After several hours of watching the show, we were at the lower observation point getting ready leave while a few folks were still up at the higher point.  A particularly large eruption happened and we turned to see an armchair-sized chunk of lava land squarely on the trail connecting the 2 viewing areas. When Matt went up to inspect the still-glowing lava, he noticed that it had landed right next to the spot where his camera bag had been laying--and we had been standing--just minutes before. Even though the chunks of lava had the trajectory and speed of an easy fly ball, which should have made them avoidable, the consequences of an error in judgment were quite different and it would have be easy for someone to panic. We certainly felt lucky that night.
Feeding the pigs in Anelghowhat on Aneityum
 
 
 
 
Freshwater pools carved into the rocks
 
 
 
Mystery Island (on a non-cruise ship day)

For the most part, we are enjoying the sailing in Vanuatu. The sail to Tanna from Aneityum was a nice fast run. We ran the spinnaker the whole way and made good time to Tanna. Unfortunately, I let the spinnaker sheet get away from me a bit and got some nasty second-degree rope burns on my hands. Knock on wood, it is the most serious sailing injury we have experienced. Next time I will make sure to put an extra wrap around the winch when the winds are up. We also lost yet another gaff on a big mahi-mahi (at least this time we managed to keep the fish).

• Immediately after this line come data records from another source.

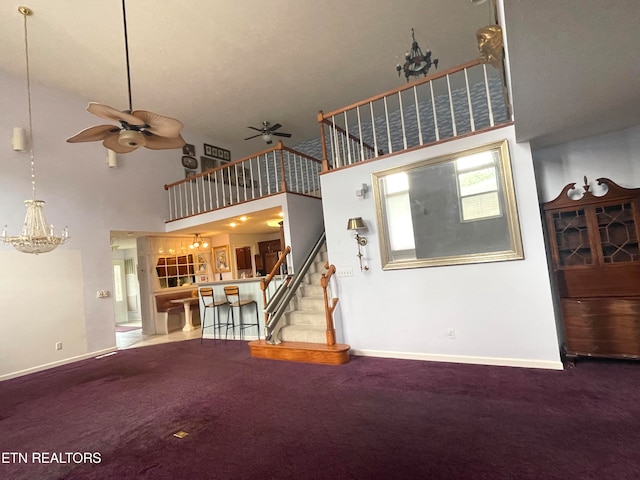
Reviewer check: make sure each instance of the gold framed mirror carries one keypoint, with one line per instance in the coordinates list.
(450, 210)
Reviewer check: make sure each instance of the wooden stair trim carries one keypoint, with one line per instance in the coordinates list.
(337, 354)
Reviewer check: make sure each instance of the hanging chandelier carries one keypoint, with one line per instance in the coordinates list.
(416, 63)
(36, 236)
(198, 242)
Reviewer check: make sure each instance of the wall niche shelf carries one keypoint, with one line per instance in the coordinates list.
(596, 263)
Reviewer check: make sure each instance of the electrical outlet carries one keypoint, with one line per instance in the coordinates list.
(344, 272)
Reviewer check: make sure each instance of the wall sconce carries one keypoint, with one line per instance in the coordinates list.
(358, 224)
(198, 242)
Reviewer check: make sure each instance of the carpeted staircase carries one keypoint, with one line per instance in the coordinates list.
(305, 319)
(304, 333)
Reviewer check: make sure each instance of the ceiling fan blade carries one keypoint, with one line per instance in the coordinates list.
(110, 113)
(93, 134)
(155, 142)
(111, 142)
(159, 124)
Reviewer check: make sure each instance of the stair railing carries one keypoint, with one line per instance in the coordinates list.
(328, 309)
(280, 301)
(264, 285)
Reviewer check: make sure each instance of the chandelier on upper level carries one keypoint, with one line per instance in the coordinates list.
(36, 236)
(416, 63)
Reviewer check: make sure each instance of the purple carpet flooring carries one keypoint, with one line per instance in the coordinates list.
(114, 418)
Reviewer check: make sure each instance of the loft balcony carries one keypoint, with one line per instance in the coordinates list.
(456, 103)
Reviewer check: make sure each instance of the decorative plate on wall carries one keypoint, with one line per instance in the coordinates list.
(189, 162)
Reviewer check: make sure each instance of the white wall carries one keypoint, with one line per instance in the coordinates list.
(52, 297)
(502, 312)
(615, 156)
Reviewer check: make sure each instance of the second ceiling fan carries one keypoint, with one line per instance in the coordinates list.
(268, 131)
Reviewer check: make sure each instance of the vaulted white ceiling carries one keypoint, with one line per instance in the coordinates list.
(223, 66)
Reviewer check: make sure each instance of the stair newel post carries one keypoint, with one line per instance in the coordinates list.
(328, 310)
(263, 287)
(325, 160)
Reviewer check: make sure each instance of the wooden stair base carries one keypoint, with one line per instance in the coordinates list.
(337, 354)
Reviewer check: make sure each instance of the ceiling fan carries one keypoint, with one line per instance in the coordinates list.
(267, 131)
(138, 128)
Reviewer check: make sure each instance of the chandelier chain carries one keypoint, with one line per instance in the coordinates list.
(26, 54)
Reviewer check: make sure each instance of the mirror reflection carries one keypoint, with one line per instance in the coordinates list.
(448, 210)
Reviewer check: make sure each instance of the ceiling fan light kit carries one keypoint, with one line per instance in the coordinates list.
(267, 132)
(138, 128)
(131, 138)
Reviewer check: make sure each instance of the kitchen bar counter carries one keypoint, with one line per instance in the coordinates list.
(249, 290)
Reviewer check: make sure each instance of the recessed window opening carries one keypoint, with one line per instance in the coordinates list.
(478, 187)
(397, 205)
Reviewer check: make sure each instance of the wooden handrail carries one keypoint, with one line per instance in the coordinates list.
(328, 309)
(279, 146)
(402, 88)
(264, 283)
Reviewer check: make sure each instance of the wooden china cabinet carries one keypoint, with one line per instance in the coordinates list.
(596, 262)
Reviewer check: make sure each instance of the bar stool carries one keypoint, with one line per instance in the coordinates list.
(232, 292)
(209, 302)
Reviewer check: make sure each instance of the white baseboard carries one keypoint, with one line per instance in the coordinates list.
(58, 363)
(496, 361)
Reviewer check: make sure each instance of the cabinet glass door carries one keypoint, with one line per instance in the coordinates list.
(572, 238)
(618, 235)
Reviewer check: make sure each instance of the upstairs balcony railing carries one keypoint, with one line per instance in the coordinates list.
(453, 103)
(276, 170)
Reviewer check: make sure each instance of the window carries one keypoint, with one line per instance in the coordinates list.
(478, 186)
(176, 271)
(397, 208)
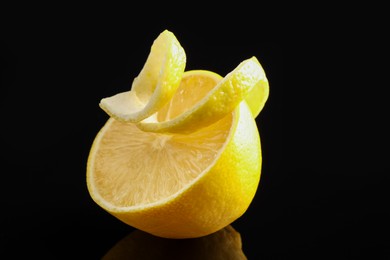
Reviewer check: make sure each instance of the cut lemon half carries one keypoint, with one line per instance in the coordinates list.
(155, 84)
(212, 103)
(176, 185)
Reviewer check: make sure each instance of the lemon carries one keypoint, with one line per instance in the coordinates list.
(188, 162)
(219, 101)
(155, 84)
(177, 186)
(225, 244)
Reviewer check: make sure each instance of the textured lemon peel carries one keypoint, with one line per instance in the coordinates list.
(219, 102)
(159, 79)
(155, 84)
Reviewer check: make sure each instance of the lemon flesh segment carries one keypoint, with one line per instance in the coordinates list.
(177, 186)
(155, 84)
(138, 168)
(216, 104)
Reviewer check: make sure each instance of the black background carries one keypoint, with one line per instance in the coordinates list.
(324, 185)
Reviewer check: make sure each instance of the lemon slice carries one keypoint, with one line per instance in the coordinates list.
(214, 104)
(155, 84)
(177, 186)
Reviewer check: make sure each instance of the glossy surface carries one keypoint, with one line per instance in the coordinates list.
(324, 188)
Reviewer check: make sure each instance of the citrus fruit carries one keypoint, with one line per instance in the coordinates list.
(214, 104)
(177, 186)
(155, 84)
(224, 244)
(190, 168)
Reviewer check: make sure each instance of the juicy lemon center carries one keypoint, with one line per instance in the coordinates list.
(157, 165)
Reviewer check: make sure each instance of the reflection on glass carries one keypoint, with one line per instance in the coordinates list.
(224, 244)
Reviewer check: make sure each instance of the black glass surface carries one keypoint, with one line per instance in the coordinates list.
(323, 192)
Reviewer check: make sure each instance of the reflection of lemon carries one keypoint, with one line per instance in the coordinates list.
(194, 166)
(222, 245)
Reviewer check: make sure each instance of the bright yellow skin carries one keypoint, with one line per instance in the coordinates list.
(215, 199)
(133, 171)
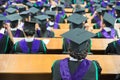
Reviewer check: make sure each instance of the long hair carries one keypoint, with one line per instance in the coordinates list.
(78, 53)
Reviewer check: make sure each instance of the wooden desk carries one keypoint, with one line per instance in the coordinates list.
(53, 43)
(100, 44)
(58, 32)
(32, 64)
(56, 43)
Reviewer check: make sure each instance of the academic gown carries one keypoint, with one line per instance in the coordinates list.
(5, 44)
(106, 34)
(113, 47)
(36, 46)
(73, 66)
(16, 33)
(46, 34)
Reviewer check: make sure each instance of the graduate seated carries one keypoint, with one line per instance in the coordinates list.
(76, 67)
(14, 25)
(107, 27)
(61, 15)
(113, 48)
(77, 21)
(42, 29)
(117, 11)
(51, 23)
(6, 42)
(97, 17)
(29, 45)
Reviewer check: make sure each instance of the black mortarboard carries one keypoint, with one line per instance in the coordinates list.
(29, 4)
(110, 4)
(62, 1)
(47, 6)
(2, 17)
(100, 10)
(11, 10)
(60, 7)
(80, 11)
(117, 8)
(109, 18)
(76, 19)
(33, 10)
(77, 37)
(24, 14)
(42, 17)
(14, 17)
(52, 14)
(21, 8)
(29, 27)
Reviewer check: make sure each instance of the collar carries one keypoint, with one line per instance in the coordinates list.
(29, 39)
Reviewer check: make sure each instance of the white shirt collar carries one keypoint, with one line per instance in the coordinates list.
(29, 39)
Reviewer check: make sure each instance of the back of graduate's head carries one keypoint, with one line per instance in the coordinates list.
(79, 42)
(108, 20)
(29, 29)
(14, 24)
(77, 20)
(43, 26)
(13, 18)
(1, 24)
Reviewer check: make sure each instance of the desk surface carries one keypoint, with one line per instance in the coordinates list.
(20, 63)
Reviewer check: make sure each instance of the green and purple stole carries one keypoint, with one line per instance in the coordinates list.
(78, 74)
(25, 48)
(107, 35)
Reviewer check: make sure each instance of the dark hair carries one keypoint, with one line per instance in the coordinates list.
(29, 33)
(1, 24)
(43, 26)
(13, 24)
(107, 24)
(80, 54)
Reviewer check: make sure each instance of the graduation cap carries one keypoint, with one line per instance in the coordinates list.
(100, 10)
(11, 10)
(21, 8)
(2, 17)
(62, 1)
(110, 19)
(29, 26)
(24, 14)
(52, 14)
(76, 19)
(14, 17)
(78, 38)
(33, 10)
(110, 4)
(29, 4)
(47, 6)
(41, 18)
(117, 8)
(80, 11)
(60, 7)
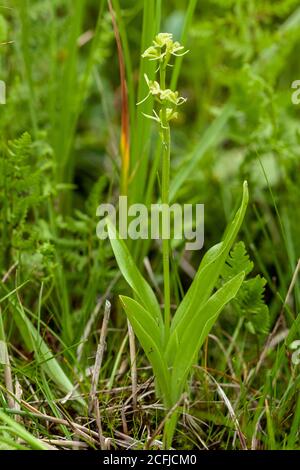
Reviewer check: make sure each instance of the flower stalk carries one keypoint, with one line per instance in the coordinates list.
(162, 50)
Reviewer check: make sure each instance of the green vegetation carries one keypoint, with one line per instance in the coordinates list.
(139, 343)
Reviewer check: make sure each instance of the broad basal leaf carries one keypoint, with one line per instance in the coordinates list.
(208, 274)
(148, 335)
(133, 276)
(196, 330)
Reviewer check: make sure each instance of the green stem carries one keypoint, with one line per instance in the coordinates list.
(166, 140)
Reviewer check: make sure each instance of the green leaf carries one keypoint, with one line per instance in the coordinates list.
(196, 330)
(206, 277)
(133, 276)
(237, 261)
(249, 301)
(148, 334)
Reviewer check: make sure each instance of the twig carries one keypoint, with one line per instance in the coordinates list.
(93, 318)
(99, 357)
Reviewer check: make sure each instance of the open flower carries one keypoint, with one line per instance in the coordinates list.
(163, 47)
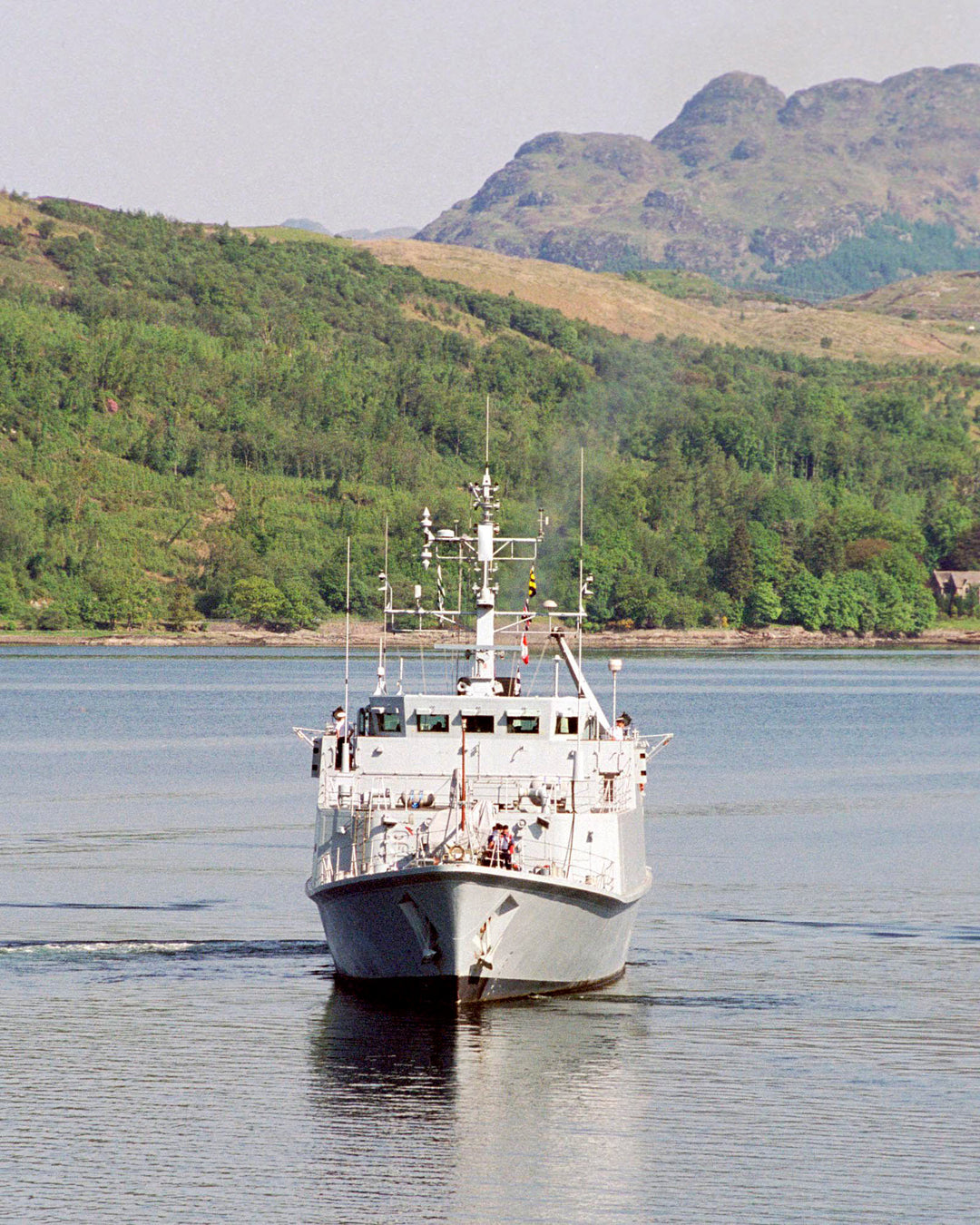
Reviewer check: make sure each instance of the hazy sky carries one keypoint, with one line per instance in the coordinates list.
(377, 113)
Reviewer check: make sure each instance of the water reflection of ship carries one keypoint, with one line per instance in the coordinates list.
(450, 1116)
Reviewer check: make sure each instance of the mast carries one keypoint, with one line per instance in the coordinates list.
(484, 587)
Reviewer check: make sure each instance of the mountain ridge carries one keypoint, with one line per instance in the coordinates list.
(746, 182)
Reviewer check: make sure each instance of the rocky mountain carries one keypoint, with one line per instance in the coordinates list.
(839, 188)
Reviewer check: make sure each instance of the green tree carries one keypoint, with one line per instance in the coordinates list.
(181, 609)
(804, 601)
(738, 571)
(260, 602)
(762, 606)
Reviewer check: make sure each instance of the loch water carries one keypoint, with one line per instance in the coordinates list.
(797, 1036)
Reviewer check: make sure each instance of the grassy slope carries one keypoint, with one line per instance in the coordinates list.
(625, 307)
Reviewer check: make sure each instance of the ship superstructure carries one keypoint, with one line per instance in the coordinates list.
(480, 843)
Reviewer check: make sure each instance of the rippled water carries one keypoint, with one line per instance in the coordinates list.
(797, 1038)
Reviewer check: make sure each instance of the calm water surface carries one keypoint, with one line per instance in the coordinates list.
(797, 1039)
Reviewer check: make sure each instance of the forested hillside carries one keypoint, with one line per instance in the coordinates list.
(193, 422)
(836, 190)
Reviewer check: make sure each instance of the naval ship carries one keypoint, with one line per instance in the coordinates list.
(482, 843)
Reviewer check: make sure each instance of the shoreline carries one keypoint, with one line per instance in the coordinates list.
(365, 634)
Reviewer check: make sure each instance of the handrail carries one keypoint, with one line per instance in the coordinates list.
(535, 858)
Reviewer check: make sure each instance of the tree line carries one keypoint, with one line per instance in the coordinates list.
(192, 423)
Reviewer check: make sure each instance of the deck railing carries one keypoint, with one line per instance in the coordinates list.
(405, 849)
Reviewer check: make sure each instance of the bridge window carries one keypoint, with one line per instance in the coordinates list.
(385, 723)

David in front of a giant banyan tree at Dillons Bay, Erromango
 

Our sail to Erromango was also a fast, if not bumpy, wing-on-wing sail with the whisker pole. We clocked 15.5 knots surfing down one wave. Some of the gusts as we came around the point of Erro were some of the highest we have ever sailed through. We are enjoying Dillons Bay, where the last act of Vanuatuan cannibalism of a 'white-skin' occurred (they ate the unlucky missionary because they wanted to know what white meat tasted like--really) for a day or so before moving on to Port Vila.